Not all countries in the dataset showed this clear of a relationship. Some countries, like Ireland, Germany, and Belgium, didn’t seem to have lockdowns affect their streaming much at all. Other countries, like Greece, even saw their streaming increase as the pandemic ramped up around the world and their national lockdown took effect. Finally, as you learn Day 1 in Psychology and Statistics 101, correlation does not imply causation! Just because there appears to be a relationship between two events, does not guarantee that they are related (example).
With that said, I counted 27 of the 54 (A.K.A. half!) country’s streaming totals plotted below to show sharp drops occur in the timeframe of the surge of the virus and lockdowns. Furthermore, this dip in streaming didn’t rebound quickly like other significant drops that have occurred in the past, it was consistent and prolonged. If we do allow that there could be some relation between steaming totals and the global pandemic, the next step is to speculate on reasons why. Here are a few of my best guesses:
- Elimination of the commute – with so many people forced into unemployment or working from home, millions of streams are lost each day due to people not listening to music on their way to work.
- Not feeling the pop – as mentioned before, I can only pull the 200 most-streamed songs in a given day for a given country. This means that I can only see a small sample of the total streams in a day. This means that if streaming habits have shifted away from pop music – which, by definition, makes up the top 200 – we could just be showing people shift away from streaming pop music as frequently. The Weeknd’s “brooding nihilism” just isn’t that interesting if you’re worried about paying rent or your loved ones catching the virus.
- Less time for streaming – whether people are working from home or helping their kids with online learning, routines have been disrupted and maybe music streaming hasn’t filled into the cracks of the new normal yet.
Conclusion
To recap:
- From 2017-2019, the total number of streams on Spotify Charts has grown steadily with time. Streaming totals for all countries combined has been growing at a faster rate than the global top 200, showing that Spotify is increasing in popularity in countries that do not dominate global charts.

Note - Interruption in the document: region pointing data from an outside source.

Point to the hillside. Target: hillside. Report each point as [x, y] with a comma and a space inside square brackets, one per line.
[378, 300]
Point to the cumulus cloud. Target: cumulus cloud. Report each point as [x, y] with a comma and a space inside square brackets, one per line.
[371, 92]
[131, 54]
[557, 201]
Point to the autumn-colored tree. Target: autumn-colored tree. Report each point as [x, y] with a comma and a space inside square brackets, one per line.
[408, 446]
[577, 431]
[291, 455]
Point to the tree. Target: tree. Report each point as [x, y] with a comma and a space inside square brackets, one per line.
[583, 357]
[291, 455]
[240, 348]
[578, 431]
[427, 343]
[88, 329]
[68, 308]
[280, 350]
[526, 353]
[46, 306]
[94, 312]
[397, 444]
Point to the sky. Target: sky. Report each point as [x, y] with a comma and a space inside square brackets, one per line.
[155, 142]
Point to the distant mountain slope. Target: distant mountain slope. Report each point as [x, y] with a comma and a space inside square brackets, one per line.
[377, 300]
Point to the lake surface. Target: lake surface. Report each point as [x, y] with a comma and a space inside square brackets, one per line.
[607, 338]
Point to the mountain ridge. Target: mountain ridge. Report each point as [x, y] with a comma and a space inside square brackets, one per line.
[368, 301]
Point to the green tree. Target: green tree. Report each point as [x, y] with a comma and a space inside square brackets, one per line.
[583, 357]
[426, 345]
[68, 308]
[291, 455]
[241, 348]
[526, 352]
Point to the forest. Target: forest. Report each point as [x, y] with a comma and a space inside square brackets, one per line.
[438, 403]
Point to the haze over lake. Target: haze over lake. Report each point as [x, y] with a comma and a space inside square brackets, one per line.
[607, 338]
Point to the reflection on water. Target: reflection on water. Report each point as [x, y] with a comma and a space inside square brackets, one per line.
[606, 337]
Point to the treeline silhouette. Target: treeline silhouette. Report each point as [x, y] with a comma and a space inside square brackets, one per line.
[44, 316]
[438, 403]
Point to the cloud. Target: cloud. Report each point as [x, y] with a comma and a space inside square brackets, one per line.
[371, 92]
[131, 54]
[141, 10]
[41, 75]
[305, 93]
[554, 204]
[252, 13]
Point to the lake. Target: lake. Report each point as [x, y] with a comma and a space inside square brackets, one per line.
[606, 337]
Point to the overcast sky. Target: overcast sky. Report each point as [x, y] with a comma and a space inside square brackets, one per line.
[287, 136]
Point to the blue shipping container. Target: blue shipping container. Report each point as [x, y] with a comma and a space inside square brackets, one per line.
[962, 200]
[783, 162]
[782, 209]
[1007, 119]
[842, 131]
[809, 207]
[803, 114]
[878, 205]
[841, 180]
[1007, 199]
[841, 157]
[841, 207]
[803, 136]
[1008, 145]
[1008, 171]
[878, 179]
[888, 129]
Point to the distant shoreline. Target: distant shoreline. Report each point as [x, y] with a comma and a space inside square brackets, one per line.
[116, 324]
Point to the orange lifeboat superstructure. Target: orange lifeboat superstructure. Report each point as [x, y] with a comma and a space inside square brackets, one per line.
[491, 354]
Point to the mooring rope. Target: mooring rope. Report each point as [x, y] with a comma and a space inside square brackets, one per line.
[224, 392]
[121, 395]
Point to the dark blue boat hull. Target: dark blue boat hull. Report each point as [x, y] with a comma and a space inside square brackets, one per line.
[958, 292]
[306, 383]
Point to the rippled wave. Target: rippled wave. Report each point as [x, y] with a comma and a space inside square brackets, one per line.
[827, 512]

- Starting in March 2020, total streams have decreased. These totals have been lower than adjusted historical values and underperformed predictions by ~10% on average.
- When looking at streaming totals on a country-by-country basis, some nations have seen sharper drops than others. 7 of the 20 largest week-to-week decreases in this dataset have occurred in March this year. Some fluctuation in streaming is common, but streaming totals in many countries in this timeframe have decreased and remained low for weeks, behavior that was not seen in large drops that have occurred in the past.
- There appears to be some correlation between the date a national lockdown was imposed and a drop in total charts streams in that country. Not all countries showed clear relationships, but half of the dataset exhibited sharp drops coinciding with the surge of the virus and the instituting of lockdowns.